Our orders arrived. I sliced into my egg and cut a clean stroke through the solid yolk…a yolk that was supposed to be over-easy. I carved a line around the yellow and took a bite of white.

“Seems like you’ve given this some thought,” I said after a moment, my gaze still on my plate. “Retiring, I mean.”

When he didn’t answer, I glanced up, hoping the question hadn’t offended him, but he was in the midst of chewing. He finished, then said, “Did. Past tense. Couple years ago. Thought I was ready. Realized I wasn’t.”

He sliced into his ham steak. “It’s like any job. Whole time you’re looking at the exit door. When will I have enough? Money, I had. Still young enough to enjoy it.”

“That’s important.”

“Yeah. But enjoy it how? Piss off to some tropical island? Lay on the beach all day? Work on my tan?”

I grinned. “Hey, you could always pull a Brando. Retreat from the world, buy an island and set up your own little tropical kingdom. Build up a harem, laze around getting laid and getting fat.”

He gave me a look that said he’d as soon stick lit match-sticks under his fingernails.

“Seriously, though, there must have been something you wanted to do, something you always planned to do when you retired.”

“Travel.”

“Now that’d be cool.”

“You like traveling?”

“I’m really more of a homebody, but it would be nice to see the world once. Visit all the places you’ve read about.”

He laid down his fork. “Seeing Paris in the spring. Strolling the Great Wall. Standing under the pyramids in the moonlight. Sounds great. Reality? Standing by a mountain of broken rock. Shoes full of sand. Sweating my ass off. Worrying about my pocket getting picked. Surrounded by strangers…” He shrugged. “Waste of fucking time. Might as well buy a book. Look at pictures.”

“I wouldn’t care. Sand, heat, pickpockets…it’d all be atmosphere. I’d just like to say I saw the pyramids.”

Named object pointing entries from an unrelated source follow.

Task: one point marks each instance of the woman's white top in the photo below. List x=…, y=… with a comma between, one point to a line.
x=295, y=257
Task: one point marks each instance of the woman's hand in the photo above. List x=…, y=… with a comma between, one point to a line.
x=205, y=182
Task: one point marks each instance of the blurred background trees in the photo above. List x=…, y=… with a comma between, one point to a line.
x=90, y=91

His gaze met mine, studying me, his fingers tapping the side of his mug, probably trying to decide whether he should ask if I wanted a coffee refill.

“Maybe…” he began. “Sometime? You wanna go? I’d go with you. See the pyramids-”

A crash across the diner cut him off.

FORTY-ONE

I twisted to see a red-faced man in a cowboy hat, a toppled canister of sugar at his feet, standing beside two uniformed officers on coffee break.

“Now, just calm down, sir,” the one officer said, keeping his voice low.

“I’ll calm down when I get some fucking answers! And the answer I want is why the fuck I can’t pay this!”

He thrust out a piece of green paper. From here, I could barely see it, but I knew what it was. A one-dollar bill.

“Shit,” I breathed, closing my eyes.

“It’s one fucking dollar,” the man continued. “I can find this much by digging through my sofa cushions. Do you think there’s a person in this room who wouldn’t pay this insurance policy?”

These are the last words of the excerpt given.